Bio Medical & Circuit Simulation LAB
Biomedical Engineering
Biomedical Engineering (BME) is an interdisciplinary field that merges principles from engineering, biology, medicine, and physical sciences to improve healthcare through the development of innovative medical technologies, devices, and systems. Biomedical engineering research is a dynamic field that is central to the development of innovative healthcare solutions. By merging engineering with biology and medicine, researchers in this field aim to enhance diagnosis, treatment, and overall patient care, ultimately transforming healthcare systems globally. With ongoing advancements in technology and a focus on addressing healthcare challenges, the future of biomedical engineering is poised to revolutionize medicine in exciting and impactful ways. The research activities in our lab involve versatile projects on the field of biomedical instrumentation, disease detection using machine learning algorithm, and signal processing. 1. WIRELESS HEART MONITORING SYSTEM USING ECG
Health monitoring solution designed to provide real-time data on cardiac activity, heartbeat, and blood oxygen levels (SpO2) using electrocardiogram (ECG) technology. This device leverages Bluetooth technology to enable wireless communication, ensuring ease of use and flexibility for users. The integration of Bluetooth allows seamless data transmission to a dedicated mobile application, which has been developed to display the monitored values in an intuitive and user-friendly interface. The system’s primary objective is to facilitate continuous monitoring of heart health, providing users with critical information that can be used for personal health management and early detection of potential cardiac issues. Author – Razia Sultana
2. COVID-19 COUGH AUDIO CLASSIFICATION USING MACHINE LEARNING AND NEURAL NETWORKS
The use of machine learning (ML) and neural networks for COVID-19 cough audio classification represents an innovative approach to rapid, non-invasive disease detection. This research explores how analyzing cough sounds, which may contain unique features related to respiratory conditions, can serve as a diagnostic tool for COVID-19. Given that symptoms of COVID-19 overlap with those of other respiratory illnesses, accurately classifying cough audio has the potential to offer a quick preliminary screening method for identifying infected individuals, especially in resource-limited settings.
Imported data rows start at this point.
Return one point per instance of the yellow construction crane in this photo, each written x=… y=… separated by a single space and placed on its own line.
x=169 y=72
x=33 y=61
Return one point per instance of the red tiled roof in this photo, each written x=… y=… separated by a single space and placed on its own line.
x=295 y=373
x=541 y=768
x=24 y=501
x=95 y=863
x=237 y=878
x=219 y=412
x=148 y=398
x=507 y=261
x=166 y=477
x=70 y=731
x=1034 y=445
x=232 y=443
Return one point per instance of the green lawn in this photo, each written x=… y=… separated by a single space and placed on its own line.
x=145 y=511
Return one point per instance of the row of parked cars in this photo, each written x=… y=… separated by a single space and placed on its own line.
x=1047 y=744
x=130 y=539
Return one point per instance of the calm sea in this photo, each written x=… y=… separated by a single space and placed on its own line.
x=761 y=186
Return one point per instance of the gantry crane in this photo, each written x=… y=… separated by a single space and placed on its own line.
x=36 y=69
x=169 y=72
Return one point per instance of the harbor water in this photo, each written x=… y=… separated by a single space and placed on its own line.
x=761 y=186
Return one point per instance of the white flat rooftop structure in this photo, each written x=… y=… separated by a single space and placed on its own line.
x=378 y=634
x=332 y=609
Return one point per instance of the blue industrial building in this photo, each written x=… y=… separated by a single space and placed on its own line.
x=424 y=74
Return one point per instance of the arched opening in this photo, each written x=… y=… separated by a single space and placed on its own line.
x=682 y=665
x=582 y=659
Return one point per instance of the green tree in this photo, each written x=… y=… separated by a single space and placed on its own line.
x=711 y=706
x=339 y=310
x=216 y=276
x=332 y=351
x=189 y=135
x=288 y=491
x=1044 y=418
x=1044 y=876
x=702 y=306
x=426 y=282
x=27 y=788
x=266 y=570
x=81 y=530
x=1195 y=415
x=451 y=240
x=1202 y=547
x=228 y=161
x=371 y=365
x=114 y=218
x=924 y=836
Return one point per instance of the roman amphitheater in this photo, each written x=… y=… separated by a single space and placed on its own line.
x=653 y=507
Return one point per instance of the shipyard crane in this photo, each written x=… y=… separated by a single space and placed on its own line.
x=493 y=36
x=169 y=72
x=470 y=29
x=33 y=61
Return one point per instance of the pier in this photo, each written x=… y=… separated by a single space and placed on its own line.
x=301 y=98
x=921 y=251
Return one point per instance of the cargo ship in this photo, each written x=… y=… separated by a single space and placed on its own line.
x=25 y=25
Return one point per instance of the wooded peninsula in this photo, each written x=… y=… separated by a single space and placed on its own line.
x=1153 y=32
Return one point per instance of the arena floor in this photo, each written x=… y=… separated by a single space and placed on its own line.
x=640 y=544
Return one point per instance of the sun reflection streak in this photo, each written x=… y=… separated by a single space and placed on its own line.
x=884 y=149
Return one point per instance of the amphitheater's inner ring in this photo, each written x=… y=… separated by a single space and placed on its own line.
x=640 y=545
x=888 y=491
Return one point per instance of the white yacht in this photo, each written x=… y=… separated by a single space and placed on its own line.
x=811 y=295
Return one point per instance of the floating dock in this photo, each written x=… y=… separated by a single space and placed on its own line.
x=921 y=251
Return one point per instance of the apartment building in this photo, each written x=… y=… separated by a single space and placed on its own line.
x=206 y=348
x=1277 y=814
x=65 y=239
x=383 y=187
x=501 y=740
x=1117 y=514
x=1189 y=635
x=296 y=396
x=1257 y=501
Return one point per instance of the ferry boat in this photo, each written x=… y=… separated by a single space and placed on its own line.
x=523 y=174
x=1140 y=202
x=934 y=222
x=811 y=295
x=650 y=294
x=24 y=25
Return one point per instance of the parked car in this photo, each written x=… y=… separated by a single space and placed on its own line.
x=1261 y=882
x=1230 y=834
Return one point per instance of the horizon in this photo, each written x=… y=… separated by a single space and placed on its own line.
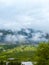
x=24 y=13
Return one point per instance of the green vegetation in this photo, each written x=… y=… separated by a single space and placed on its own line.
x=14 y=53
x=42 y=54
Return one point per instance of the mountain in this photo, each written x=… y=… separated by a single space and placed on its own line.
x=23 y=35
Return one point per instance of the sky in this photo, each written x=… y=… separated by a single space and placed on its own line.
x=16 y=14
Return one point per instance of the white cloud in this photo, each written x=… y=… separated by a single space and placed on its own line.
x=24 y=13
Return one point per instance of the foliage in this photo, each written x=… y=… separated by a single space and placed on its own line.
x=42 y=54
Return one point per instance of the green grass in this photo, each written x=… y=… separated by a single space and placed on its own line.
x=20 y=53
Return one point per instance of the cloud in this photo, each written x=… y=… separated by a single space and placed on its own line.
x=24 y=13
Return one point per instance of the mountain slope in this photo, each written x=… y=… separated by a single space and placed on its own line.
x=23 y=36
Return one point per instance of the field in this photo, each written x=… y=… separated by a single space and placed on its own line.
x=17 y=53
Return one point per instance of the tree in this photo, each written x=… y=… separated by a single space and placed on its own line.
x=42 y=54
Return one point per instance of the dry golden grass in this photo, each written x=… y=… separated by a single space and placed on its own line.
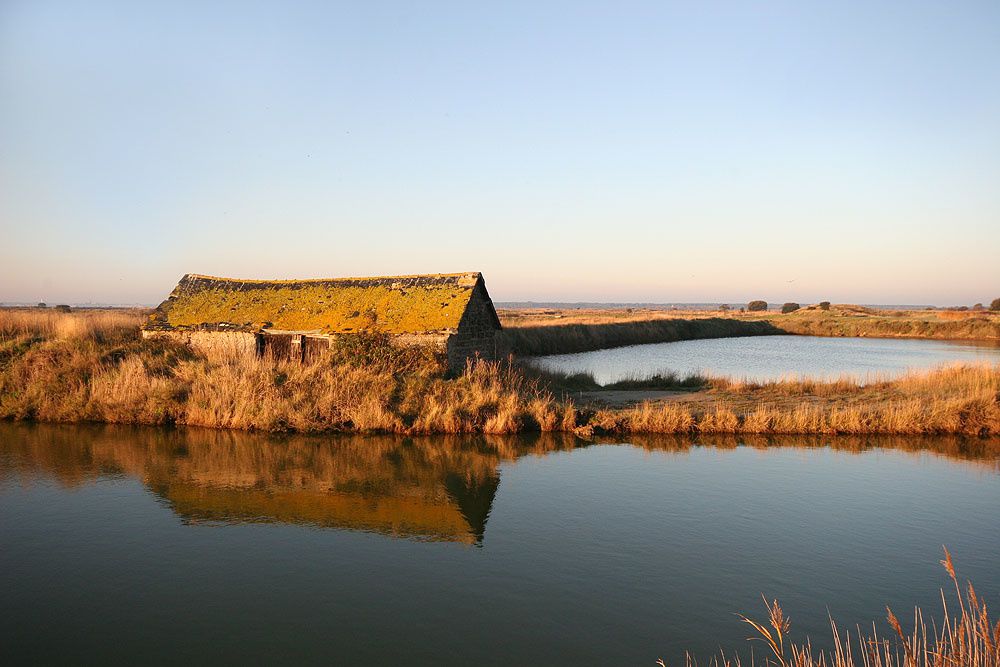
x=95 y=367
x=964 y=637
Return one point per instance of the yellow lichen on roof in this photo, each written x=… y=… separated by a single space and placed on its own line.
x=397 y=305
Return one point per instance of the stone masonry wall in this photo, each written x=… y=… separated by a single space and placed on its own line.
x=477 y=333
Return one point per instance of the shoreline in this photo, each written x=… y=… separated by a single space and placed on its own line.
x=94 y=367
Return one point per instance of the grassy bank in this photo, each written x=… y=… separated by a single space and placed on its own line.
x=95 y=367
x=964 y=636
x=582 y=337
x=564 y=331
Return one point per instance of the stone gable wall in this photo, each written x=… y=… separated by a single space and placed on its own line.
x=477 y=332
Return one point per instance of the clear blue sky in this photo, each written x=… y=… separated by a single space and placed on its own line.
x=689 y=151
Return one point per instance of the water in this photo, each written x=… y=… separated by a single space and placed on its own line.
x=772 y=357
x=148 y=546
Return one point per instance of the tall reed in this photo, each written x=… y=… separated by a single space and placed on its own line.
x=964 y=637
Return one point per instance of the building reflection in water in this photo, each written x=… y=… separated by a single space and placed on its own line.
x=439 y=488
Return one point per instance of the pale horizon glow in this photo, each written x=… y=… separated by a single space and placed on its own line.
x=627 y=152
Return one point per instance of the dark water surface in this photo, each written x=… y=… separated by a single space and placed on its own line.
x=147 y=546
x=773 y=357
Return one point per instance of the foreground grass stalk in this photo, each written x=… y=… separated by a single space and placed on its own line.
x=969 y=639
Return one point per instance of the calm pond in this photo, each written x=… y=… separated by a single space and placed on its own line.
x=772 y=357
x=146 y=546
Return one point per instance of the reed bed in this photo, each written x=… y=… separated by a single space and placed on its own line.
x=579 y=337
x=95 y=367
x=965 y=636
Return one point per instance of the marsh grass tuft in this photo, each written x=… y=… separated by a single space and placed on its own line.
x=967 y=638
x=94 y=366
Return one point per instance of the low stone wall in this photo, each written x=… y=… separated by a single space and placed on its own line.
x=217 y=342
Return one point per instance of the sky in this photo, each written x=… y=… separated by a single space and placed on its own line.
x=571 y=151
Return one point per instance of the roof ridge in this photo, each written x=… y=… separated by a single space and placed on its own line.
x=463 y=274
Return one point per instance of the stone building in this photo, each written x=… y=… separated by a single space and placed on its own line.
x=294 y=318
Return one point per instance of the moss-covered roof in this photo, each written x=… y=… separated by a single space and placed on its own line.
x=393 y=304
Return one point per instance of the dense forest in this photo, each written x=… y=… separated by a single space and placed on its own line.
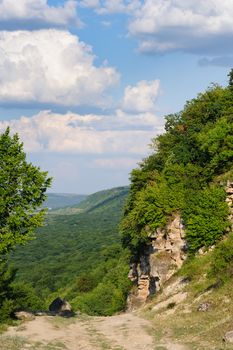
x=186 y=172
x=79 y=254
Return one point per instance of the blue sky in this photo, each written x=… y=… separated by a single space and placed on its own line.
x=86 y=83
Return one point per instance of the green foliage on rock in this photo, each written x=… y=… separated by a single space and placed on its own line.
x=184 y=174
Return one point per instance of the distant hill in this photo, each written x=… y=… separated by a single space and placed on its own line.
x=61 y=200
x=69 y=246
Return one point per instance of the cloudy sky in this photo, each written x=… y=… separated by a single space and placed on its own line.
x=86 y=83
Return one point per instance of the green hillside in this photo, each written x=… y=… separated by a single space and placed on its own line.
x=61 y=200
x=70 y=247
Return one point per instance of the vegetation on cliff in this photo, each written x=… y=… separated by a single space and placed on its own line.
x=185 y=173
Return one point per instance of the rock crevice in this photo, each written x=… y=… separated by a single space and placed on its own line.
x=161 y=259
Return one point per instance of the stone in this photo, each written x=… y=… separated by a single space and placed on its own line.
x=204 y=307
x=60 y=307
x=160 y=260
x=228 y=337
x=24 y=316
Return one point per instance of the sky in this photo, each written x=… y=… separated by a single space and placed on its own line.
x=86 y=83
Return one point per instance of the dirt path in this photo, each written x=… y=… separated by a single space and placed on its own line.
x=120 y=332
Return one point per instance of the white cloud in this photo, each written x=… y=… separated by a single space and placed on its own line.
x=141 y=97
x=195 y=26
x=112 y=6
x=51 y=66
x=37 y=12
x=89 y=134
x=115 y=163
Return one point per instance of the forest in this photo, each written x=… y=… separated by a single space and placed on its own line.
x=83 y=252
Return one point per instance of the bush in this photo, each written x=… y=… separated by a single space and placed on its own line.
x=222 y=263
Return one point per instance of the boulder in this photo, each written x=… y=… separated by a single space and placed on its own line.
x=24 y=316
x=228 y=337
x=61 y=307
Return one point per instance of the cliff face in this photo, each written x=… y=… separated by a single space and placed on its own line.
x=229 y=200
x=160 y=261
x=164 y=256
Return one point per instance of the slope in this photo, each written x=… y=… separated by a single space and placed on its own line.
x=60 y=200
x=71 y=246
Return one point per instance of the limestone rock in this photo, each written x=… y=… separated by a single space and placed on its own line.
x=160 y=260
x=24 y=316
x=204 y=307
x=61 y=307
x=228 y=337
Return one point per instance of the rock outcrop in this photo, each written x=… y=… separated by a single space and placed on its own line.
x=61 y=307
x=160 y=261
x=229 y=200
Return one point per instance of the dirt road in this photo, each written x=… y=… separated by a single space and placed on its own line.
x=120 y=332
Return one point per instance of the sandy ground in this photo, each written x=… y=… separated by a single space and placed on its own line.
x=121 y=332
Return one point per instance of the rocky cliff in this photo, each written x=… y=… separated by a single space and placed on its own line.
x=163 y=256
x=161 y=259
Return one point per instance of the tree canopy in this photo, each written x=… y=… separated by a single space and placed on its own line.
x=185 y=174
x=22 y=191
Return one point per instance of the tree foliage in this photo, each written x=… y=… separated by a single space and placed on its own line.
x=22 y=191
x=183 y=174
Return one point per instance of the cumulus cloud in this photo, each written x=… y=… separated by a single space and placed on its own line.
x=115 y=163
x=51 y=66
x=222 y=61
x=112 y=6
x=195 y=26
x=141 y=97
x=88 y=134
x=37 y=13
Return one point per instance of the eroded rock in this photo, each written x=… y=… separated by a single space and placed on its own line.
x=61 y=307
x=160 y=260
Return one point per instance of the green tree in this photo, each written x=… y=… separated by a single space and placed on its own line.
x=22 y=191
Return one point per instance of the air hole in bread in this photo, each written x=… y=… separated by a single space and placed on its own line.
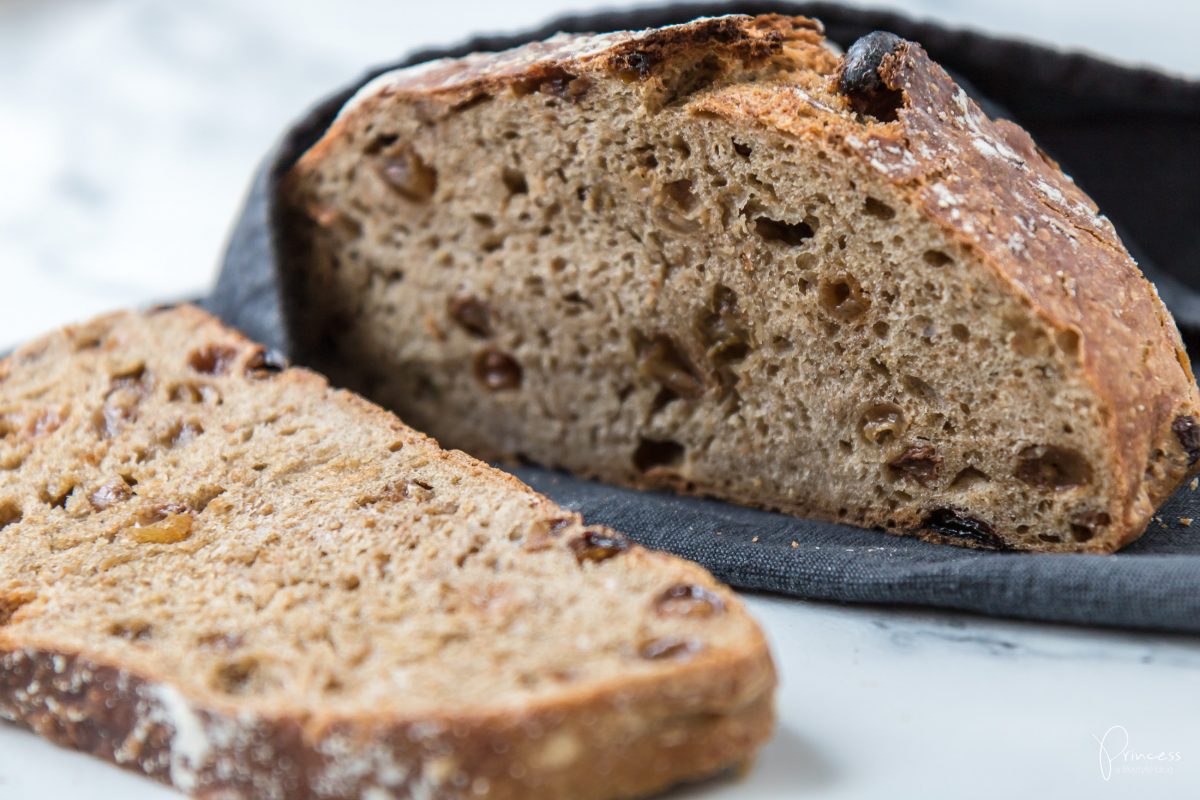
x=472 y=314
x=691 y=79
x=193 y=392
x=1068 y=341
x=1081 y=533
x=10 y=513
x=381 y=143
x=844 y=298
x=57 y=495
x=132 y=630
x=1050 y=467
x=918 y=388
x=213 y=359
x=239 y=678
x=967 y=479
x=725 y=338
x=936 y=258
x=181 y=433
x=882 y=423
x=664 y=361
x=661 y=400
x=877 y=209
x=654 y=453
x=407 y=174
x=669 y=648
x=497 y=371
x=681 y=193
x=919 y=463
x=11 y=601
x=514 y=181
x=786 y=233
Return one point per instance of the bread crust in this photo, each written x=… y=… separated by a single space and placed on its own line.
x=708 y=713
x=605 y=738
x=984 y=182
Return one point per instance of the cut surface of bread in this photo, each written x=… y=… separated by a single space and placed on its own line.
x=721 y=258
x=226 y=575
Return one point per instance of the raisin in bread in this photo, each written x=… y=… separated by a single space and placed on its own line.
x=232 y=577
x=721 y=258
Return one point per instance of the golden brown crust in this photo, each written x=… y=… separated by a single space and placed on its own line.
x=612 y=737
x=627 y=740
x=983 y=181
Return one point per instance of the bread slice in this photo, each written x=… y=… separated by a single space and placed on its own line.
x=232 y=577
x=721 y=258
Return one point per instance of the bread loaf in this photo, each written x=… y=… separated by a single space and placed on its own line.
x=231 y=577
x=725 y=259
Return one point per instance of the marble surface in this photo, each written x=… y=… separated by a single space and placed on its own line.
x=127 y=131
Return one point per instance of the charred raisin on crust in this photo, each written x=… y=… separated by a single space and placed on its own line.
x=265 y=362
x=688 y=600
x=497 y=371
x=599 y=545
x=1187 y=431
x=954 y=524
x=861 y=82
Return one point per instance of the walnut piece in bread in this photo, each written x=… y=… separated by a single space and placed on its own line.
x=720 y=258
x=231 y=577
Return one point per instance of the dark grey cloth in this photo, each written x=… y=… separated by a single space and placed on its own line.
x=1129 y=137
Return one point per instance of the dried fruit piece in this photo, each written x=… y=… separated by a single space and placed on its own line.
x=688 y=600
x=408 y=174
x=669 y=647
x=121 y=402
x=599 y=545
x=882 y=422
x=167 y=524
x=921 y=463
x=497 y=371
x=1188 y=433
x=663 y=360
x=472 y=314
x=265 y=362
x=109 y=494
x=861 y=80
x=721 y=330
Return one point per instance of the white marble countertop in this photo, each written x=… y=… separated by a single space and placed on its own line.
x=127 y=132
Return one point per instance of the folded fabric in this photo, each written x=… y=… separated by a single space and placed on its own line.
x=1098 y=120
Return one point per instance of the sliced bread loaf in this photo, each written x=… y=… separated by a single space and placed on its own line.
x=234 y=578
x=723 y=258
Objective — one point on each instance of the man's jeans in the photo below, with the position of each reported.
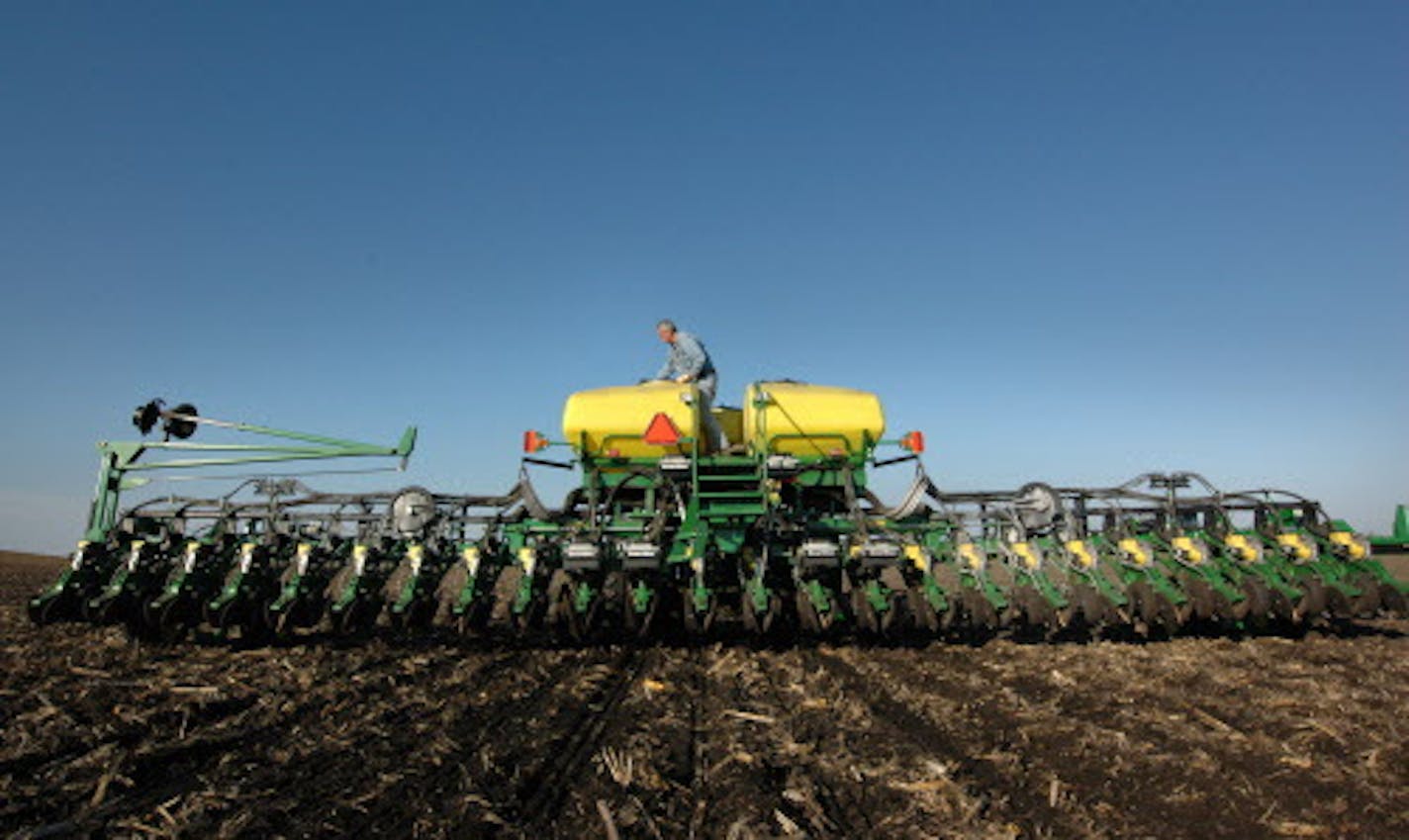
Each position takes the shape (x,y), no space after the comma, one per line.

Used ML algorithms to detect the Covid-19: 1. Gaussian Naive Bayes (GNB) 2. Support Vector Machine (SVM) 3. Random Forest (RF). Author – Tanvir Ayon, Aniva Anny
3. ADVANCE DEEP LEARNING FOR ACCURATE CLASSIFICATION OF RARE AND COMMON SKIN DISEASE
The research offers an advanced deep learning method for the identification of skin conditions by utilizing a carefully selected dataset with 1159 photos divided into eight target attributes: FU-nail-fungus, PA-cutaneous-larva-migrans, FU-athlete-foot, FU-ringworm, and BA-impetigo. The Kaggle dataset offers a well-rounded base for training and assessment, with a fair distribution of photos across different skin conditions. DenseNet121, InceptionV3, ResNet50, MobileNetV2 VGG16 and Xception are some of the modern deep learning algorithms used in the study to create a reliable and effective skin disease diagnosis model. Author – MD. Abul Hossain, Maharshi Chakma
4. EMG-Controlled Robotic Hand
The creation of a bionic hand represents a significant leap forward in the field of biomedical engineering, with the potential to dramatically improve the quality of life for amputees by restoring hand functionality, dexterity, and a sense of independence. This project meticulously details the entire process of designing, developing, and testing a highly functional, yet cost-effective, bionic hand prototype. Central to this effort is the integration of advanced sensory feedback mechanisms that aim to closely replicate the nuanced and complex movements of a natural human hand. Author – Md. Moshiul Islam, Md. Shakil Sarker, Rana Debnath, Mashrul Khan Chowdury
5. Effects of temperature on electrical impedance of biological tissues: ex-vivo measurements
Bioelectrical impedance techniques have been useful in various applications, including body composition analysis, impedance plethysmography, impedance cardiography, lung ventilation, perfusion, and tissue characterization. Electrical impedance methods have also been useful in characterizing different foods like meat, fruits, and beverages. However, the temperature of tissue samples can change their dielectric properties, affecting their impedance. This research investigated the effects of temperature on the impedance of various biological tissues over the frequency range of 10 Hz to 5 MHz. Freshly excised animal tissues (lamb, cow, chicken), fish, fruits, and plants were considered as biological samples. The samples were placed in a test cell and submerged in a water bath heated by a hot plate to vary the temperature. Impedance measurements were conducted using a bioimpedance spectrometer in 2 °C steps within the temperature range of 20 °C to 50 °C. Impedance values decreased with increased temperature across all measurement frequencies for all biological samples. Author – Safia Aktar Dipa.